Guildford Museum is on two streets including Quarry Street, Guildford, almost opposite St Mary's Church, the oldest surviving building in the town (c. the year 1000). The first building occupied on the site was Castle Arch (whose foundations incorporate the gatehouse to Guildford Castle), which the Museum moved into in 1898. This building was enlarged in 1911, when an extension was built in the Castle Arch gardens to house the Gertrude Jekyll Old Surrey Life collection of artefacts which helped to inspire her lifetime collaborator architect Edwin Lutyens. The Museum was again extended in 1927 when the Borough Council purchased 48 Quarry Street, a 19th-century town house, and offered to convert the building and land adjacent to it into a muniment room for the Archaeological Society's archival collections.

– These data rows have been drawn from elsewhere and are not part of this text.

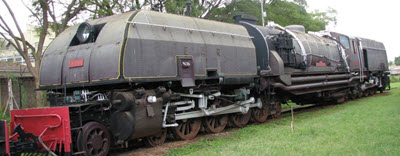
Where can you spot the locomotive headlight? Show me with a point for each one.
(85, 32)
(152, 99)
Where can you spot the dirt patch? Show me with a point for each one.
(141, 150)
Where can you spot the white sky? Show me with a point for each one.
(377, 20)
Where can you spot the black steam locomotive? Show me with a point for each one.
(143, 75)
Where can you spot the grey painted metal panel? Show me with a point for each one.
(101, 58)
(156, 39)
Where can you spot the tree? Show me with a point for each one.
(199, 8)
(45, 16)
(397, 61)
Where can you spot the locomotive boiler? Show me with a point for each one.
(145, 76)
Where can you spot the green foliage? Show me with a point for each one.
(397, 61)
(368, 126)
(288, 13)
(280, 11)
(226, 13)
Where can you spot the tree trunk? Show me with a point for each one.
(38, 101)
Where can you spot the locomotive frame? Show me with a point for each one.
(176, 74)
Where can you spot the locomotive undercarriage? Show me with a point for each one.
(119, 116)
(150, 113)
(101, 120)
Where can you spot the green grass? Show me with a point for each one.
(369, 126)
(395, 78)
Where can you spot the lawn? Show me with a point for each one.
(369, 126)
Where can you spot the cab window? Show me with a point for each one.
(344, 40)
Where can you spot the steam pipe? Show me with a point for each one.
(316, 78)
(313, 85)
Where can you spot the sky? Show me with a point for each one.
(377, 20)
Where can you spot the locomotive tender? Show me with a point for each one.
(143, 75)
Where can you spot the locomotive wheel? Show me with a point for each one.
(94, 139)
(278, 110)
(187, 129)
(374, 91)
(215, 124)
(260, 114)
(240, 120)
(155, 140)
(353, 96)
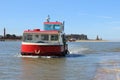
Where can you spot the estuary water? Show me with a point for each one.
(86, 61)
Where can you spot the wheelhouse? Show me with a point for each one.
(41, 36)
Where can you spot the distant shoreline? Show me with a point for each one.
(92, 41)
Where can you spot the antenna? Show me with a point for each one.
(48, 18)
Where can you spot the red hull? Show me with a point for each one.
(43, 50)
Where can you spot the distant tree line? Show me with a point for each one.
(10, 36)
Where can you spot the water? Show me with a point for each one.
(86, 61)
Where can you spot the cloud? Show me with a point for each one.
(105, 17)
(83, 14)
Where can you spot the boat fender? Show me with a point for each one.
(37, 51)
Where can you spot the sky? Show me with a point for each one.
(89, 17)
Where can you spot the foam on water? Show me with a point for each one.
(78, 50)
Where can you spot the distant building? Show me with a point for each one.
(97, 38)
(76, 37)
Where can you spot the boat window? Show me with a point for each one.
(56, 27)
(44, 37)
(29, 37)
(37, 36)
(54, 37)
(52, 27)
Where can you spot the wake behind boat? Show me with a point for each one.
(48, 42)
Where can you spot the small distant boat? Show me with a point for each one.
(48, 42)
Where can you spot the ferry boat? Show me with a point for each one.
(48, 42)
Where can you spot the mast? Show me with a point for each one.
(48, 18)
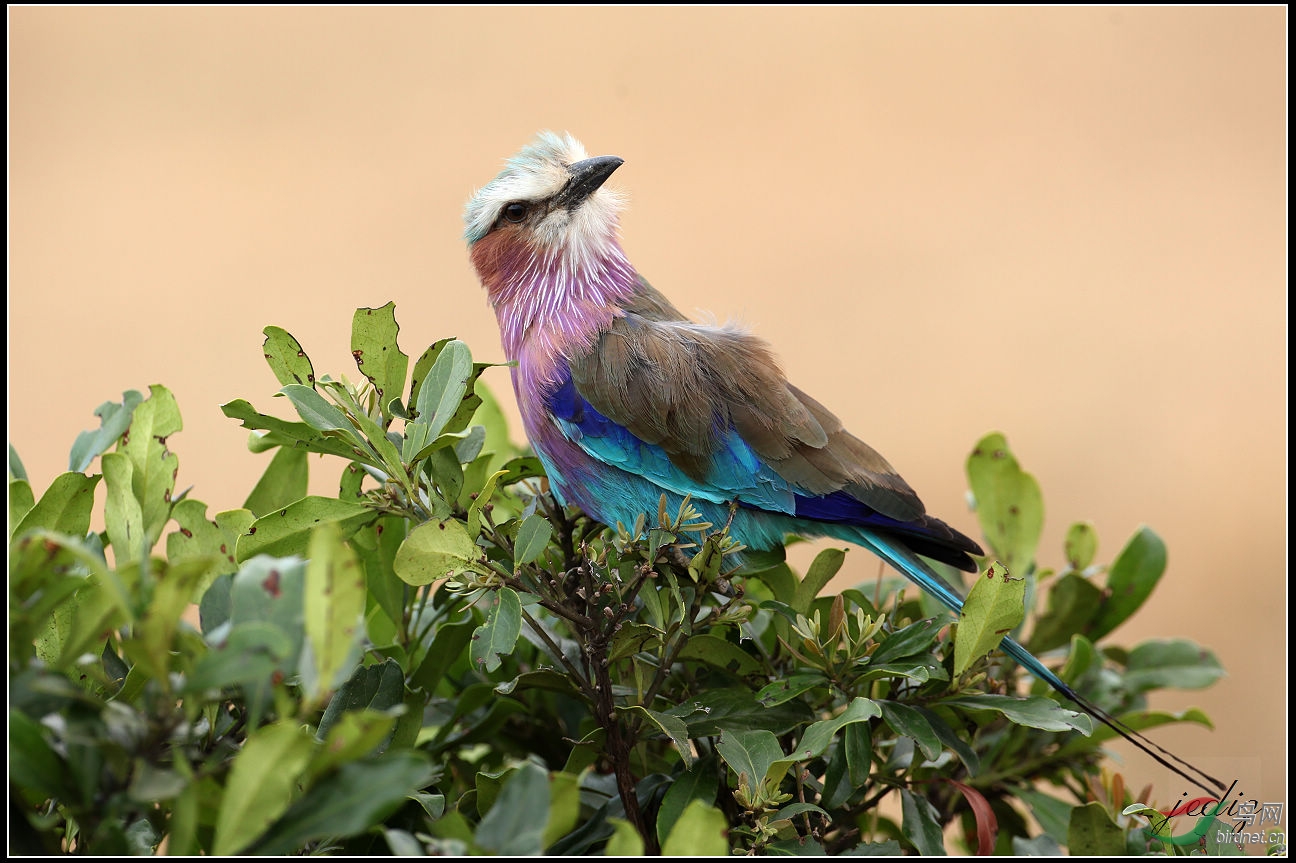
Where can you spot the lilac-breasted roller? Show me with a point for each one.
(626, 399)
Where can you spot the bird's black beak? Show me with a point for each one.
(587, 175)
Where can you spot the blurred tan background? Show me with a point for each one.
(1065, 224)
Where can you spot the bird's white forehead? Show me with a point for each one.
(535, 172)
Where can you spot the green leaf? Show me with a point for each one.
(1053, 814)
(914, 640)
(1130, 581)
(474, 509)
(357, 797)
(821, 734)
(824, 566)
(123, 517)
(380, 359)
(1094, 833)
(287, 359)
(564, 806)
(64, 508)
(1170, 664)
(287, 478)
(16, 469)
(910, 722)
(441, 394)
(21, 500)
(436, 550)
(1073, 600)
(1008, 503)
(335, 609)
(288, 433)
(1137, 721)
(353, 736)
(716, 651)
(316, 411)
(447, 645)
(1034, 712)
(373, 687)
(200, 537)
(697, 783)
(670, 726)
(922, 824)
(634, 638)
(994, 607)
(515, 824)
(288, 530)
(625, 840)
(701, 831)
(498, 635)
(33, 763)
(796, 686)
(736, 709)
(114, 420)
(532, 538)
(752, 753)
(262, 784)
(175, 590)
(153, 465)
(1081, 544)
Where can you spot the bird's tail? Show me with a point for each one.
(918, 572)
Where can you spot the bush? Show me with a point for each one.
(442, 660)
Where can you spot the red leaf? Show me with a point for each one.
(986, 824)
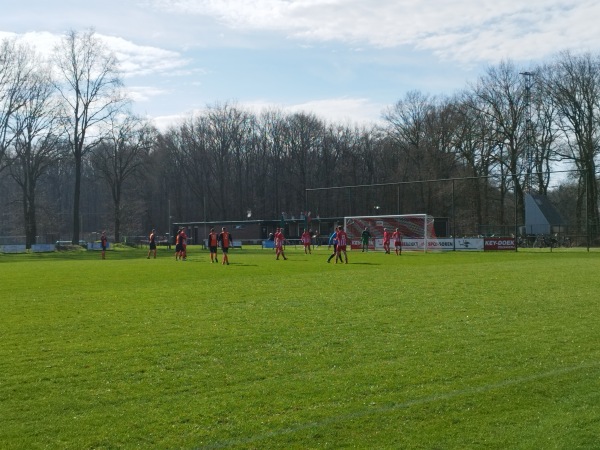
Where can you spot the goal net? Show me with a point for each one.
(416, 230)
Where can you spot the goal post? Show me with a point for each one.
(416, 229)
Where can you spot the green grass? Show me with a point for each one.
(424, 351)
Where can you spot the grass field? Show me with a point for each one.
(423, 351)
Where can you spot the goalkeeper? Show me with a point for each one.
(364, 237)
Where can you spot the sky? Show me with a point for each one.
(346, 61)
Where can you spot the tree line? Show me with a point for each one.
(75, 160)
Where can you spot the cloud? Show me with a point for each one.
(463, 30)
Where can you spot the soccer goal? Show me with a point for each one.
(416, 229)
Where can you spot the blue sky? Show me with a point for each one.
(344, 60)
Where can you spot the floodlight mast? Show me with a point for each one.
(528, 130)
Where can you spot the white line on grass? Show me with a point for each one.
(396, 406)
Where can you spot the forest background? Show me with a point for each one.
(74, 159)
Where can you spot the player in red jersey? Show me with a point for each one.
(177, 245)
(386, 240)
(152, 243)
(226, 240)
(213, 244)
(103, 244)
(342, 239)
(183, 244)
(279, 240)
(397, 238)
(306, 241)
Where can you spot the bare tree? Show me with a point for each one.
(120, 155)
(89, 85)
(572, 84)
(500, 98)
(15, 72)
(36, 145)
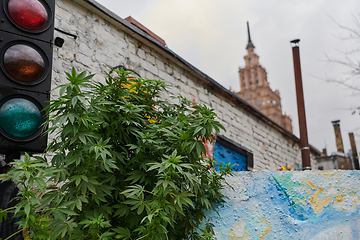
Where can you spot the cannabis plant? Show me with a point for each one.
(123, 164)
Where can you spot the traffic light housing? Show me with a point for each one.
(26, 45)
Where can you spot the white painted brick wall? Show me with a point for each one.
(101, 44)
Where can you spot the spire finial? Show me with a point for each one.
(250, 44)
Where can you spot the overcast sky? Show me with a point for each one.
(212, 36)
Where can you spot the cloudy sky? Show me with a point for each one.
(212, 36)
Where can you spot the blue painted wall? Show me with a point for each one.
(290, 205)
(226, 155)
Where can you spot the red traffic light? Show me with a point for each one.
(28, 14)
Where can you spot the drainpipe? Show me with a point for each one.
(304, 144)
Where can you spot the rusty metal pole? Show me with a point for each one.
(304, 144)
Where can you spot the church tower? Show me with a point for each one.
(255, 88)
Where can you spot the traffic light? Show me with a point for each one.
(26, 40)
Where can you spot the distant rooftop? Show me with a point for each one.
(145, 29)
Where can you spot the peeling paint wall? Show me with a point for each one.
(290, 205)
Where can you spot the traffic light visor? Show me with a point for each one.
(24, 63)
(20, 118)
(28, 14)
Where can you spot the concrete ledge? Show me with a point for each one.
(290, 205)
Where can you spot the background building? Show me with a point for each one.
(255, 88)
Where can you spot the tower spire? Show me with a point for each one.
(250, 44)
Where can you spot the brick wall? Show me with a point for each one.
(104, 40)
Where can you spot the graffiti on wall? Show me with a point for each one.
(314, 205)
(227, 155)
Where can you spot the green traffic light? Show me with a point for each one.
(19, 118)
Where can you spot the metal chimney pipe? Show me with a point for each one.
(304, 144)
(354, 151)
(338, 137)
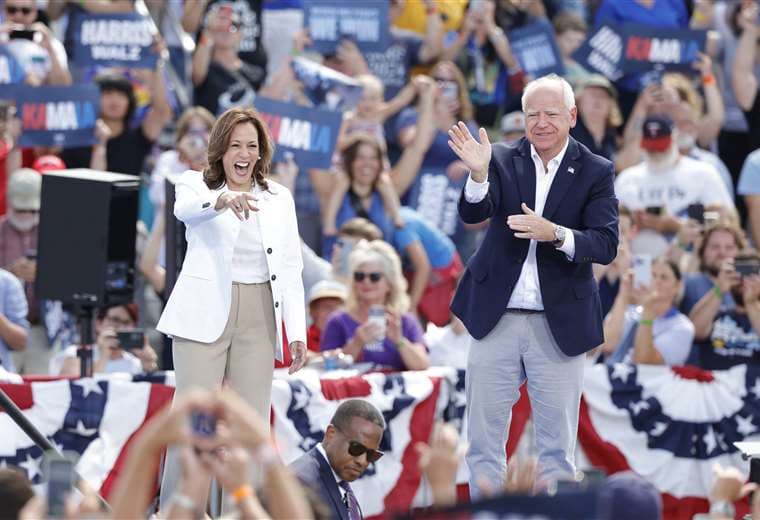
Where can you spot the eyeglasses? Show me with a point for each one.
(12, 9)
(373, 277)
(357, 449)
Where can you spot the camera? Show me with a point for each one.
(131, 339)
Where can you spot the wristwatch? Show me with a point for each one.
(559, 236)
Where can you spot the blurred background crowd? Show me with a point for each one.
(380, 227)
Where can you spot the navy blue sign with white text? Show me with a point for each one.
(672, 49)
(309, 134)
(536, 49)
(113, 40)
(330, 21)
(56, 116)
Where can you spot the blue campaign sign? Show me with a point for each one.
(57, 116)
(330, 21)
(536, 49)
(11, 71)
(646, 48)
(602, 51)
(113, 40)
(325, 87)
(309, 134)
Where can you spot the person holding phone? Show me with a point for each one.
(528, 296)
(241, 277)
(644, 326)
(108, 355)
(377, 281)
(729, 337)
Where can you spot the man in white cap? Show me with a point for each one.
(18, 240)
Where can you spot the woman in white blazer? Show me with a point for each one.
(241, 277)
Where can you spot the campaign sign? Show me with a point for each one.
(57, 116)
(113, 40)
(325, 87)
(309, 134)
(11, 71)
(602, 51)
(536, 49)
(673, 49)
(330, 21)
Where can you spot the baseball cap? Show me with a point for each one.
(513, 122)
(627, 495)
(656, 133)
(327, 289)
(25, 190)
(48, 163)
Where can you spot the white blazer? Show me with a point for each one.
(199, 304)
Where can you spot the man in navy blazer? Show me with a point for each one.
(528, 298)
(349, 446)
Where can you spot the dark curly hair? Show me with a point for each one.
(219, 141)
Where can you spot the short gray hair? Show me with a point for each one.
(567, 91)
(357, 408)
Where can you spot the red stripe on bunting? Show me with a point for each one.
(345, 388)
(21, 395)
(160, 396)
(420, 427)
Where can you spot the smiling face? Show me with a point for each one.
(336, 442)
(240, 157)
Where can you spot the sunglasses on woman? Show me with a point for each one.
(373, 277)
(357, 449)
(12, 9)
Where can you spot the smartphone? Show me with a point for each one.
(655, 210)
(696, 212)
(642, 270)
(21, 34)
(203, 423)
(60, 484)
(747, 265)
(131, 339)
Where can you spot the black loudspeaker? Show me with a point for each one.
(87, 231)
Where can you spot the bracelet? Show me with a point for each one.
(241, 492)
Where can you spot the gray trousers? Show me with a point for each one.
(521, 347)
(243, 356)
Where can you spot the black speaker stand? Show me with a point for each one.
(84, 313)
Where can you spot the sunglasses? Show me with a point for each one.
(357, 449)
(12, 9)
(373, 277)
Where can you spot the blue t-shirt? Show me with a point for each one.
(438, 247)
(749, 180)
(435, 195)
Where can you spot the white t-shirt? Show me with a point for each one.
(688, 182)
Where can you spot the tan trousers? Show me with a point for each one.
(243, 357)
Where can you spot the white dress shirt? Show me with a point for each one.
(527, 291)
(249, 262)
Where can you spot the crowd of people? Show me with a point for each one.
(380, 242)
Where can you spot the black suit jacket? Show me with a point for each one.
(314, 471)
(582, 199)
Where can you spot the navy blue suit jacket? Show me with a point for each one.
(582, 199)
(314, 471)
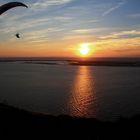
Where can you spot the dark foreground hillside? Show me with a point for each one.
(20, 124)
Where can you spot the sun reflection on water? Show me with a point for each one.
(83, 94)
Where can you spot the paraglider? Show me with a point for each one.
(10, 5)
(17, 35)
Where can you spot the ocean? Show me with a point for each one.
(105, 93)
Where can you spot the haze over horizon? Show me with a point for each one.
(56, 28)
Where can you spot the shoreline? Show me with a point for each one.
(78, 62)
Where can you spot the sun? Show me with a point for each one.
(84, 49)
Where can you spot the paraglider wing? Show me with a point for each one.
(17, 35)
(10, 5)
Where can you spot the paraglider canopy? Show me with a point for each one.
(10, 5)
(17, 35)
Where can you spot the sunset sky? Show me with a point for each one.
(57, 28)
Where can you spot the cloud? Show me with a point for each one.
(122, 34)
(48, 3)
(114, 8)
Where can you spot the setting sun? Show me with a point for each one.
(84, 49)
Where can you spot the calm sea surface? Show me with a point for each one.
(84, 91)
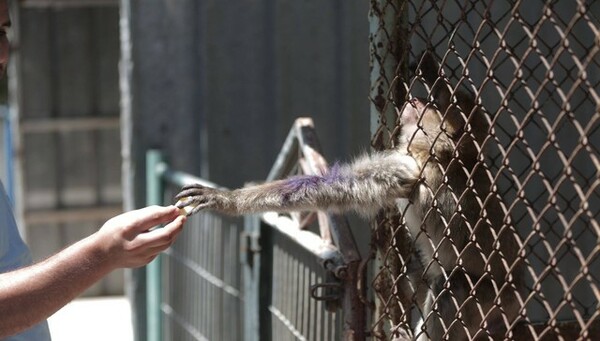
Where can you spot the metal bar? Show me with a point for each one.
(307, 240)
(68, 3)
(181, 178)
(154, 190)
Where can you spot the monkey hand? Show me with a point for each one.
(195, 197)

==Other sites managed by the Museum==
The Museum's teams manage:
- Guildford Castle
- The Undercroft, a medieval undercroft on Guildford High Street
- The medieval Great Barn at Wanborough
- Victorian School Room adjacent to the Museum.

==Exhibitions==
The Museum hosts a programme of constantly changing temporary exhibitions on site. Recent exhibitions include "Hidden House Histories", detailing the history of objects hidden in houses as a form of superstition, and "The Women's Royal Army Corps in Guildford", which covered the time the WRAC was headquartered in Guildford (1949–1992).

A previous exhibition, entitled "A Few of My Favourite Things", featured objects chosen by local people from the Museum's reserve collections. Guest curators include Anne Milton MP, Bishop of Guildford Christopher Hill and High Sheriff of Surrey, Elizabeth Toulson. Objects on display include a 400,000-year-old hand axe from Swanscombe in Kent, and a napkin used by Queen Elizabeth I which features her embroidered portrait and an image of St George slaying the Dragon.

==Public services==
Entrance to the museum is free including its collections not on display (usually by appointment). The Museum offers a finds identification service to members of the public who bring in an object to be identified and a school loans box service for schools and other groups eager to use objects during lessons, meetings, etc. A Victorian schoolroom adjacent to the museum offers a Victorian teaching experience for school children aged 6–12. Museum staff can also be booked to give talks on Guildford and Surrey History.